Adjudication of LLP Penalties under new Limited Liability Partnership (Amendment) Rules, 2022

The following are the adjudication of LLP Penalties:

  • Rule 37A: Adjudication of penalties: 37A provides for the adjudication of LLP penalties. Any officer can be appointed by the Central government not below the rank of Registrar as adjudicating officers for adjudicating penalty under the LLP Act. An order could be passed by the adjudicating officer of penalty against an LLP after sending notice and hearing the concerned person of the LLP.
  • Rule 37B: Appeal against order of adjudicating officer: An appeal can be filed by LLP within 60 days of passing the order by the adjudicating officer in form 33 LLP.
  • Rule 37C: Registration of appeal: This rule states the regional director’s office will register the appeal and give a serial number when it is in order. The regional director will also notify the adjudicating director against whose order an appeal is filed.
  • Rule 37D: The Disposal of appeal by the Regional Director: Under this rule the parties will be heard by the adjudicating officer and pass an order in writing. The order passed by the regional director will be communicated to the adjudicating officer, the appellant and the Central Government.

Amendments in the Fees for LLPs under new Limited Liability Partnership (Amendment) Rules, 2022

The LLP (Amendment) Rules, 2022 consist of following amendment regarding Fees applicable:

  • Fees Applicable for LLP Registration

Charges for registering a Limited Liability Partnership also for converting a business or a private company, or an unlisted public company into a Limited Liability Partnership is stated in the (Amendment) Rules, 2022 

Serial No LLP Contribution Fees Applicable
1 Limited Liability Partnerships (LLPs) with a contribution of less than Rs. 1 lakh.
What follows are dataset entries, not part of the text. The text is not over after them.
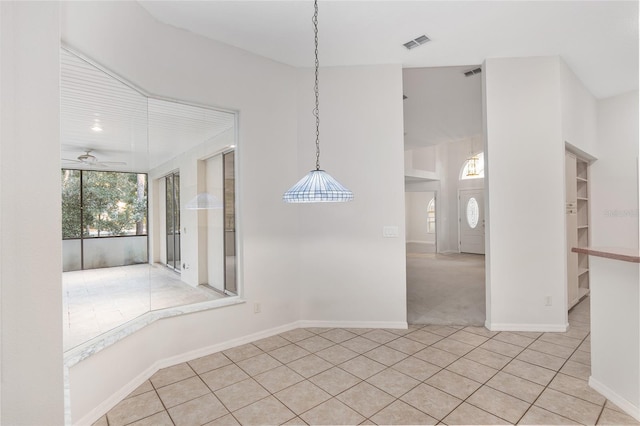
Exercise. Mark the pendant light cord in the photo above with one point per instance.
(316, 111)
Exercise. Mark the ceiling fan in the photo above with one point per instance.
(91, 160)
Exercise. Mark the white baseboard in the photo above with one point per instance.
(354, 324)
(92, 416)
(551, 328)
(627, 406)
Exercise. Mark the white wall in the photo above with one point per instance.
(579, 109)
(30, 247)
(613, 180)
(177, 64)
(348, 271)
(416, 204)
(525, 199)
(615, 341)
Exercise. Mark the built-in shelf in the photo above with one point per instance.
(582, 292)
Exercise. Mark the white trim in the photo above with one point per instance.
(627, 406)
(95, 345)
(354, 324)
(552, 328)
(97, 412)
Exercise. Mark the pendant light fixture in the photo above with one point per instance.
(317, 186)
(472, 170)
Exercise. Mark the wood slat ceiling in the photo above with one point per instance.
(141, 131)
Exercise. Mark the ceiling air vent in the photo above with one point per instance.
(418, 41)
(473, 72)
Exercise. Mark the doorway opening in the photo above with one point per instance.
(172, 217)
(444, 141)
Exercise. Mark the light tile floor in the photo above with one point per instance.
(423, 375)
(98, 300)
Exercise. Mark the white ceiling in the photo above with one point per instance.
(442, 105)
(597, 39)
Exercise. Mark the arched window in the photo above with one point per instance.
(473, 168)
(431, 216)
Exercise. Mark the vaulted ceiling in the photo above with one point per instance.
(597, 39)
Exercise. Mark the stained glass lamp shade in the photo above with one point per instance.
(317, 187)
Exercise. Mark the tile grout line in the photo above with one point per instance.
(554, 376)
(386, 367)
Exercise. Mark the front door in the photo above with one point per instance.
(471, 219)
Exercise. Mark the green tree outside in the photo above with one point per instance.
(114, 204)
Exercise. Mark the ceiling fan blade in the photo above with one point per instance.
(112, 163)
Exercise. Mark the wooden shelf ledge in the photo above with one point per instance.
(615, 253)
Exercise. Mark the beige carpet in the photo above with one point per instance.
(445, 289)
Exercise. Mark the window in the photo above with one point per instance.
(114, 204)
(473, 168)
(98, 209)
(431, 216)
(473, 213)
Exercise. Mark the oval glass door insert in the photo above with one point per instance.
(473, 213)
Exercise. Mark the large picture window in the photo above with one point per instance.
(99, 209)
(103, 204)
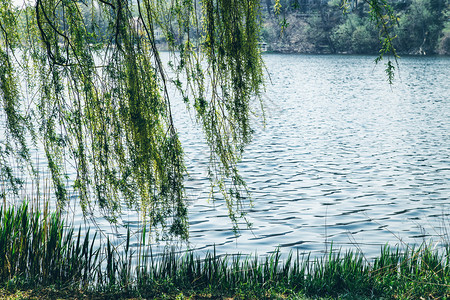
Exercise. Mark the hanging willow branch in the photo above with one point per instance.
(89, 84)
(102, 103)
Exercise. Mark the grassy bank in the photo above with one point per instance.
(42, 258)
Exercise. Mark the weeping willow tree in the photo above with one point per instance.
(104, 108)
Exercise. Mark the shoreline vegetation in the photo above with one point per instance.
(41, 258)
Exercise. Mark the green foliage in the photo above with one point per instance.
(100, 100)
(420, 26)
(38, 250)
(355, 35)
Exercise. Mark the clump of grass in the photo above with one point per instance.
(37, 250)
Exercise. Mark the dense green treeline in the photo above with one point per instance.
(423, 27)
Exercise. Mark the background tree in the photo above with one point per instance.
(85, 79)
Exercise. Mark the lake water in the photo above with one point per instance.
(343, 158)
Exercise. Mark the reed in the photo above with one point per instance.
(38, 250)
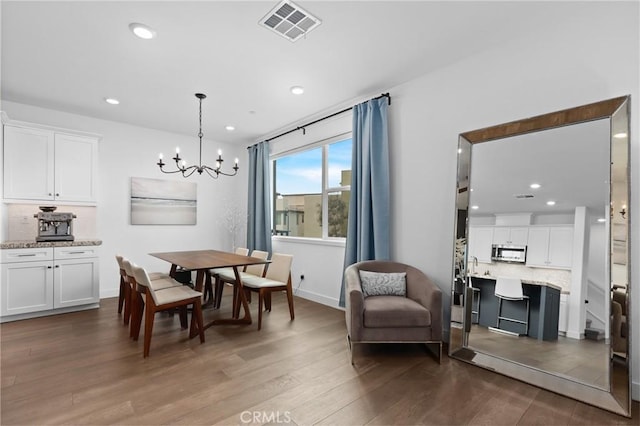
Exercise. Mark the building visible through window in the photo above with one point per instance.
(312, 190)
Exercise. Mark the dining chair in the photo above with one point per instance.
(510, 289)
(124, 296)
(277, 278)
(250, 271)
(136, 299)
(162, 295)
(214, 297)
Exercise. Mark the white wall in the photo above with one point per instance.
(127, 151)
(591, 58)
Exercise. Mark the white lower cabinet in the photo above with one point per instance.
(36, 280)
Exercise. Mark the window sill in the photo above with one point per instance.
(337, 242)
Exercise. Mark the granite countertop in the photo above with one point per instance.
(34, 244)
(524, 281)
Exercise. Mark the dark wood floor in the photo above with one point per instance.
(82, 369)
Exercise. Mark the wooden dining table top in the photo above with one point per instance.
(207, 259)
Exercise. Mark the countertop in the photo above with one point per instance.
(524, 281)
(34, 244)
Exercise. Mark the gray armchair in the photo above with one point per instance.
(416, 318)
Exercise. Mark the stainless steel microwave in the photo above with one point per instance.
(509, 253)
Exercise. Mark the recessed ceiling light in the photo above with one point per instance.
(142, 31)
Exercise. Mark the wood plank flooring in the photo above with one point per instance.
(82, 369)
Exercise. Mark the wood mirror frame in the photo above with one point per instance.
(617, 396)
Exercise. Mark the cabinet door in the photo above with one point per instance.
(480, 239)
(538, 247)
(500, 235)
(28, 163)
(26, 287)
(75, 168)
(519, 236)
(75, 282)
(560, 247)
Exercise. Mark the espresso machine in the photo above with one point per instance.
(54, 226)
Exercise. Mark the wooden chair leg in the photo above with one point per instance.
(260, 302)
(127, 304)
(290, 300)
(148, 329)
(183, 317)
(121, 295)
(196, 321)
(136, 324)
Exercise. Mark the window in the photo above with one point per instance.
(312, 190)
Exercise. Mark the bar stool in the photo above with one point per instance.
(510, 289)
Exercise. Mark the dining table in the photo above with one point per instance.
(202, 261)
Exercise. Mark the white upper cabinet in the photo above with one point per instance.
(511, 235)
(28, 163)
(480, 238)
(550, 247)
(44, 164)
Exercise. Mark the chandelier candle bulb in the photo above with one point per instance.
(181, 164)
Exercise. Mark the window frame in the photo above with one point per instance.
(325, 188)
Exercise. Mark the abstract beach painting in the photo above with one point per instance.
(163, 202)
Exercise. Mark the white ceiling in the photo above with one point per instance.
(571, 164)
(69, 56)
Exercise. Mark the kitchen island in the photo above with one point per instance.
(544, 307)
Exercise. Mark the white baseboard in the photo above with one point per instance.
(112, 292)
(319, 298)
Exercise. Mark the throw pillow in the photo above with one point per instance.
(383, 284)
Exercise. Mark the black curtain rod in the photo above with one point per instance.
(384, 95)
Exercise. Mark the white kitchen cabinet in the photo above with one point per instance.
(479, 242)
(48, 279)
(48, 165)
(510, 235)
(550, 247)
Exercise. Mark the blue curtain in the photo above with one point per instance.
(258, 205)
(368, 234)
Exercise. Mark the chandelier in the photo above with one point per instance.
(181, 164)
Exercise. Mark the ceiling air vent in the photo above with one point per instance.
(290, 21)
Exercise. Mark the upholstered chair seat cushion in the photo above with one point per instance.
(394, 311)
(257, 282)
(173, 294)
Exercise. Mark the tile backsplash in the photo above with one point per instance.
(559, 277)
(24, 227)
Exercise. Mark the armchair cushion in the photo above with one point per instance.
(383, 283)
(394, 311)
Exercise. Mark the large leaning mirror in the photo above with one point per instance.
(541, 275)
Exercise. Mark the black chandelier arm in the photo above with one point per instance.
(181, 167)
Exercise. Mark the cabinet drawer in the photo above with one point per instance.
(26, 255)
(75, 252)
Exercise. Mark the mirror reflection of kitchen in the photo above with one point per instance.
(537, 255)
Rs 500
2 Limited Liability Partnership (LLP) with a contribution of more than Rs. 1 lakh but less than Rs. 5 lakhs Rs. 2000
3 Limited Liability Partnership (LLP) with a contribution of more than Rs. 5 lakhs but less than Rs. 10 lakhs Rs 4,000
4 Limited Liability Partnership (LLP) with a contribution of more than Rs. 10 lakhs but less than Rs. 25 lakhs Rs 5000
5 Limited Liability Partnership (LLP) with a contribution of more than Rs. 25 lakhs but less than Rs. 1 crore Rs 10000
6 Limited Liability Partnerships with a donation of more than one crore rupees Rs 25000

Fees that is Applicable for filing LLP Forms

Fees that is applicable for filing, registering, or recording any document, form, statement, notice, Statement of Accounts and Solvency, annual return, and application for conversion of a firm, a private company, or an unlisted public company into an LLP required or authorised to be filed, registered, or recorded by the Act or by these rules.
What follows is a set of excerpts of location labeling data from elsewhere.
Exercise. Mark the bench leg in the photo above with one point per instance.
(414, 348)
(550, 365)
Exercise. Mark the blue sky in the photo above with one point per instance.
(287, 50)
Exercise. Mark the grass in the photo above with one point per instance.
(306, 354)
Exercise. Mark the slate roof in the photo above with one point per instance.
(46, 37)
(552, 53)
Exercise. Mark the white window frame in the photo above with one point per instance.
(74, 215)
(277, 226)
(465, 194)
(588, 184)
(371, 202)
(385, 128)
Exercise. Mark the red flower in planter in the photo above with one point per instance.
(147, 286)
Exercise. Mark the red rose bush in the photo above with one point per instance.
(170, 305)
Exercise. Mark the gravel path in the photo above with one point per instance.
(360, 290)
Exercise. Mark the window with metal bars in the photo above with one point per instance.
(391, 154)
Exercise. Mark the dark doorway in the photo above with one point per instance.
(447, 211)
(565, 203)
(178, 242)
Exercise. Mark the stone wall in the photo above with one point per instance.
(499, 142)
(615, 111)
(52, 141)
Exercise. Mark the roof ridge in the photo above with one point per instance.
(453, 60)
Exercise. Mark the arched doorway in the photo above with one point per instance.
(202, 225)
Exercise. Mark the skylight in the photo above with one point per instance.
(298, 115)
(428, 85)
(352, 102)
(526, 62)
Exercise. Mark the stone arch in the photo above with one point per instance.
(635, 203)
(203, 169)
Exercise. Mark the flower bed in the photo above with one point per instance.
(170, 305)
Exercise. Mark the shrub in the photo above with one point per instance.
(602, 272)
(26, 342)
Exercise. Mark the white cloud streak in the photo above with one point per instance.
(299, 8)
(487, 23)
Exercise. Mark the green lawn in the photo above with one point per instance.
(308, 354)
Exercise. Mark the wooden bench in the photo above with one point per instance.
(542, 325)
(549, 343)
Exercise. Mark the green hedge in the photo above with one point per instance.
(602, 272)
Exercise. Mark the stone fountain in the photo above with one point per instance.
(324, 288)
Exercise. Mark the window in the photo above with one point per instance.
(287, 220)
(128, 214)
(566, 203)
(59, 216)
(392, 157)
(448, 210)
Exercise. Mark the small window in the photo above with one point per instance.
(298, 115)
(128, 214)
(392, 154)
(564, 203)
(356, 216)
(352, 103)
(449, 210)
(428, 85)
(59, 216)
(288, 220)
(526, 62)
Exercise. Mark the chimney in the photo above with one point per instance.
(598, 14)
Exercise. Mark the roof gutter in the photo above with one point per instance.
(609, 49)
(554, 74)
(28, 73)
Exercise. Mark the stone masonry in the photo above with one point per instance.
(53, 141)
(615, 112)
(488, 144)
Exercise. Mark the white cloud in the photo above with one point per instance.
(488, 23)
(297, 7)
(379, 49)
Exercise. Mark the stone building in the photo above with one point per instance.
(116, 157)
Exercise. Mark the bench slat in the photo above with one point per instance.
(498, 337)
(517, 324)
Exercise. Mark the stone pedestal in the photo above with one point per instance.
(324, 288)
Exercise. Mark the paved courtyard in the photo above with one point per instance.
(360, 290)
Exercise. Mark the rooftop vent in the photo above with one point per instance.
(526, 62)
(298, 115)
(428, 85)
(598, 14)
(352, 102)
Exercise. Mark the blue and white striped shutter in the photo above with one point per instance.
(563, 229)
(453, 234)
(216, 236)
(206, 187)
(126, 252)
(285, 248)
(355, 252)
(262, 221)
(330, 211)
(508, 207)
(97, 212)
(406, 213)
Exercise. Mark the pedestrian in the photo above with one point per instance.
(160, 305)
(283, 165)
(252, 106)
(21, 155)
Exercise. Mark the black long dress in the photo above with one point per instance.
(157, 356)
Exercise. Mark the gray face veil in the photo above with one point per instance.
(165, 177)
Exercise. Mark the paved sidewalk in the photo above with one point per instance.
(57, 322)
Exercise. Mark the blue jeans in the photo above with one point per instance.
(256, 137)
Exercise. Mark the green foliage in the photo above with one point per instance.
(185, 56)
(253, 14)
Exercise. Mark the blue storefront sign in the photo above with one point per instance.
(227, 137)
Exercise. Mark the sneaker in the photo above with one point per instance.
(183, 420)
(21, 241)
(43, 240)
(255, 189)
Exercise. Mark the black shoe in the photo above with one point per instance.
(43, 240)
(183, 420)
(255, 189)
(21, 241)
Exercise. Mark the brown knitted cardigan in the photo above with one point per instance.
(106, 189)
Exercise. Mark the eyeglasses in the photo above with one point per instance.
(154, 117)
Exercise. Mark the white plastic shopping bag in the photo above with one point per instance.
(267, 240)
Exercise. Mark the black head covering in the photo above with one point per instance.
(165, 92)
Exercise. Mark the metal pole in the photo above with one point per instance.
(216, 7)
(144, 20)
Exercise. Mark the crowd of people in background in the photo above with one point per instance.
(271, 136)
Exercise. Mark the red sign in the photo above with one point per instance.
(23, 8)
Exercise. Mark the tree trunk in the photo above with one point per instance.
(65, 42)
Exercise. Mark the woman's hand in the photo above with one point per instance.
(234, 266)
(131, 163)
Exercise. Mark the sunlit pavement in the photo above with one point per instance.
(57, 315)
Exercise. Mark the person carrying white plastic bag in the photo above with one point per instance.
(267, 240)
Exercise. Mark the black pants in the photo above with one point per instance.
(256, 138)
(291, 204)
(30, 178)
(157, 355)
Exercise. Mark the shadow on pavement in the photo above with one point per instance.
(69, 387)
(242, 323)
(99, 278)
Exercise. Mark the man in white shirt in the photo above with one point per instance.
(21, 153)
Serial No  LLP Contribution Fees Applicable
1 Limited Liability Partnerships (LLPs) with a contribution of less than Rs. 1 lakh Rs 50
2 Limited Liability Partnership (LLP) with a contribution of more than Rs. 1 lakh but less than Rs. 5 lakhs Rs 100
Limited Liability Partnership (LLP) with a contribution of more than Rs. 5 lakhs but less than Rs. 10 lakhs Rs 150
Limited Liability Partnership (LLP) with a contribution of more than Rs. 10 lakhs but less than Rs. 25 lakhs Rs 200
5 Limited Liability Partnership (LLP) with a contribution of more than Rs. 25 lakhs but less than Rs. 1 crore Rs 400
6 Limited Liability Partnerships with a donation of more than one crore rupees Rs 600

Conclusion

The LLP (Amendments) Rules, 2022 have introduced certain important changes in the incorporation, management, and winding up of LLPs. These changes are aimed at promoting ease of doing business and improving corporate governance in LLPs. It is important for existing and prospective LLPs to be aware of these changes and comply with the requirements under the amended rules. The amendments are expected to further boost the popularity of LLPs as a business structure in India.